4 原告らは、被告が昭和六〇年一二月二三日に訴外会社の会長である堤との間で、澤田政廣記念館の用地賃貸の承諾と引換えに、訴外会社に本件土地を貸与して水族館経営を委ねるとの密約をし、これに基づいて訴外会社との間で本件賃貸借契約を締結しようとしているものであって、本件土地の賃貸借契約の相手方に訴外会社を選定したことには不公正な動機が存すると主張する。
しかして、右2で認定した訴外会社が本件土地の賃貸借契約の相手方として選定された経過に関する事実に、証人藤間昭二、同柚木敏郎の各証言を併せ考えれば、従前、訴外会社は、その所有土地を澤田政廣記念館用地として利用させることを熱海市から要請されていたものの、これを頑なに拒否していたのに、この状態を打開するため昭和六〇年一二月二三日にもたれた被告と堤との会談を契機として、右澤田政廣記念館用地に関しては訴外会社が熱海市に賃貸することで解決がみられたこと、一方、市当局は、昭和六〇年一二月の市議会定例会のころまでは、水族館の経営方法すら確定していなかったのに、堤と被告の会談の結果、訴外会社から澤田政廣記念館用地の利用の承諾が得られると間もなく、市当局内部において本件土地を訴外会社に賃貸して水族館経営を委ねるとの決定がされたこと、右会談の際、雑談の中においてであるとはいえ、堤が水族館建設に前向きな発言をし、被告がこれに対して好意的に応じたことが認められる。しかしながら、右2で認定した訴外会社が本件土地の賃貸借契約の相手方として選定された経過に関する事実に、〔証拠略〕を併せ考えると、熱海市と訴外会社間で、澤田政廣記念館用地の賃貸借契約問題と本件土地の利用問題とは、熱海市側の担当者を異にして、それぞれ独自に契約交渉が進められ、澤田政廣記念館用地の賃貸借契約は、昭和六一年一二月二三日に正式に締結をされたが、本件土地の賃貸借契約の交渉は、その後も継続して行われていたことが認められ、この事実に照らせば、前記の事実が認められるからといって、被告が堤との間で、澤田政廣記念館用地の貸借を受けることと引換えに本件土地を訴外会社に貸借する密約をし、それに基づいて訴外会社を本件土地の賃貸借の相手方として選定したとの事実を推認することは困難であり(なお、堤の水族館建設に前向きな発言に対して、被告が好意的に応じたとしても、それは会談の際の社交的な儀礼にすぎないものと解するのが相当である。)、他に、原告らの右主張を認めるに足りる的確な証拠もない。
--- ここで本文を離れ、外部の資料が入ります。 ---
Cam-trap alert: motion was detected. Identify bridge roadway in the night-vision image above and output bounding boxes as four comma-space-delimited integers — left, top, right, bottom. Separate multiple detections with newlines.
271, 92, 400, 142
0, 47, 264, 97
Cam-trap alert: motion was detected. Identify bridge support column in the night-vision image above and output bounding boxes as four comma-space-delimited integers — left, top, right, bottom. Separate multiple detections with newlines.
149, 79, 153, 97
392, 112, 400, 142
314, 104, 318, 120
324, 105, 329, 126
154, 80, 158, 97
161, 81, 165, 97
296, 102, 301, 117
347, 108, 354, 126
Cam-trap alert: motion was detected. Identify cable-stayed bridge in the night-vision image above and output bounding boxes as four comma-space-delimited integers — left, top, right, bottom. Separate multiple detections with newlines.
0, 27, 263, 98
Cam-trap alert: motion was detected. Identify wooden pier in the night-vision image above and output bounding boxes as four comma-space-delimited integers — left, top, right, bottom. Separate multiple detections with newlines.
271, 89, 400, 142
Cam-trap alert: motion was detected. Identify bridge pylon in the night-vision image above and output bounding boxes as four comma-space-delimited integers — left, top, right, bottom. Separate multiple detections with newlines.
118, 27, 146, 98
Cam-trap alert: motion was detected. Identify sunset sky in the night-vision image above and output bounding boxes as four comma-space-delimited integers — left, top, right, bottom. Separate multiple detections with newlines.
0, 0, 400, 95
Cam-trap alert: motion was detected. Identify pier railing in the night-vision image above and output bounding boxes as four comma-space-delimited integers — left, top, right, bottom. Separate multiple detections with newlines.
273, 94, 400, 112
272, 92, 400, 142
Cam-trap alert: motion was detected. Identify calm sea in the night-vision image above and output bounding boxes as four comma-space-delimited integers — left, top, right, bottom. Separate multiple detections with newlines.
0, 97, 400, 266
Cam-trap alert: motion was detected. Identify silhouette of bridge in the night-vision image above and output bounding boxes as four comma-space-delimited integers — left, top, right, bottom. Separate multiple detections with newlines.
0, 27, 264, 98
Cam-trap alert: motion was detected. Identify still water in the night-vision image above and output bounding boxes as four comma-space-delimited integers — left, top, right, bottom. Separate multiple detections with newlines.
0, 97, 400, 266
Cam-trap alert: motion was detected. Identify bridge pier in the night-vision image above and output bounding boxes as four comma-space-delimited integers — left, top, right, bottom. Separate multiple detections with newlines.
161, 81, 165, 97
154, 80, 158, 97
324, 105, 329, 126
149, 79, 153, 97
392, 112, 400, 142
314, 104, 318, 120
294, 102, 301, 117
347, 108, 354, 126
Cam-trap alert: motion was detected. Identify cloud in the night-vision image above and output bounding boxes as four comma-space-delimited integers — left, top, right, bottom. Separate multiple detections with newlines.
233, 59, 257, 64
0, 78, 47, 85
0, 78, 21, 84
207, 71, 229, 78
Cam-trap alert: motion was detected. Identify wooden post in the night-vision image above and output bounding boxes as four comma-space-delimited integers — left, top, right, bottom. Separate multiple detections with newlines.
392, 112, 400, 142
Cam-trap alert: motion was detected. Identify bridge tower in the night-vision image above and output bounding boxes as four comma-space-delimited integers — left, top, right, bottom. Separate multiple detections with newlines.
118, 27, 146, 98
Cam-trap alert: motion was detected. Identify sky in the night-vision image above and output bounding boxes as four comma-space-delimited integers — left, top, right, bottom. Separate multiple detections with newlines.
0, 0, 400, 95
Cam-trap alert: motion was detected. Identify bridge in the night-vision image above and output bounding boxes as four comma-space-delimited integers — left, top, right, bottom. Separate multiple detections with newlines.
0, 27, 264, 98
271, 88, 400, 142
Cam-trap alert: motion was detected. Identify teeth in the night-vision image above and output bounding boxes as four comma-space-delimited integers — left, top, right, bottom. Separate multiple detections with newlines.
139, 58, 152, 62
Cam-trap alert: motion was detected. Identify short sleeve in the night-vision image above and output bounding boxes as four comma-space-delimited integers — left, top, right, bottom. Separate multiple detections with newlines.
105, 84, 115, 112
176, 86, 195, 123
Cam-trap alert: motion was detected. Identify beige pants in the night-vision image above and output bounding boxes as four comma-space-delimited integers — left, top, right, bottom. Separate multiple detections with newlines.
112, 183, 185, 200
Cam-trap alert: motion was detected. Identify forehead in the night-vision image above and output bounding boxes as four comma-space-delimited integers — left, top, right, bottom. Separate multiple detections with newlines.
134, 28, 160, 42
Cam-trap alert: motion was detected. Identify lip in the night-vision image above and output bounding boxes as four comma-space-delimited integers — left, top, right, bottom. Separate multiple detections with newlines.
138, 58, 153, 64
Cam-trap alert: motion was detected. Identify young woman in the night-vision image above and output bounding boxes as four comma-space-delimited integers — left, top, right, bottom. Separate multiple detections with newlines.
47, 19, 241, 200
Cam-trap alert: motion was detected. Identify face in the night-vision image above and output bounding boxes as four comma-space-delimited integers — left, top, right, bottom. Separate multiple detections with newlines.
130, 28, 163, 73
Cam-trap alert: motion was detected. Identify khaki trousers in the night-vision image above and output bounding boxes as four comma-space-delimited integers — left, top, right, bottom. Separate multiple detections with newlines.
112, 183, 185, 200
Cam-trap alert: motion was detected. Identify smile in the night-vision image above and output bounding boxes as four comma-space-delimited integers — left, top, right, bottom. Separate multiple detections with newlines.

5 なお、以上のほか、原告らは、本件賃貸借契約の内容が不合理であるとも主張するが、その主張するところは、不動産鑑定業者二社に本件土地の更地価格の鑑定を行わせた際、被告と訴外会社との間の約束で、本件土地の隣地を熱海市の費用負担で駐車場とすることとされていたのに、いずれの業者に対してもそのことを告げなかったため、本件土地の更地価格が過小に評価する鑑定がなされ、その結果、本件賃貸借契約の賃料が低廉なものとなったとか、本件賃貸借契約において訴外会社が水族館を建設してその営業を開始する日の前日までの賃料を免除することとされていることに合理的理由がないとかというものであって、要するに、本件土地の賃貸借契約に係る対価(賃料)が適正ではないというに帰着するものであるところ、後記六のとおり、右賃料額及び賃料免除の約定を含む本件賃貸借契約の原案が地方自治法九六条一項六号に基づいて市議会に付議され、その議決を経たことは前記2の(九)及び(一〇)の(10)のとおりであり(なお、右議決の際に本件土地の隣地を駐車場とすることが秘匿されていたとの主張が失当であることも前記2のとおりである。)、右議決を経たことにより、右の対価が適正でないとしても、本件賃貸借契約の違法事由を構成するものではないと解すべきことは後記六のとおりであるから、原告らの右主張は失当である。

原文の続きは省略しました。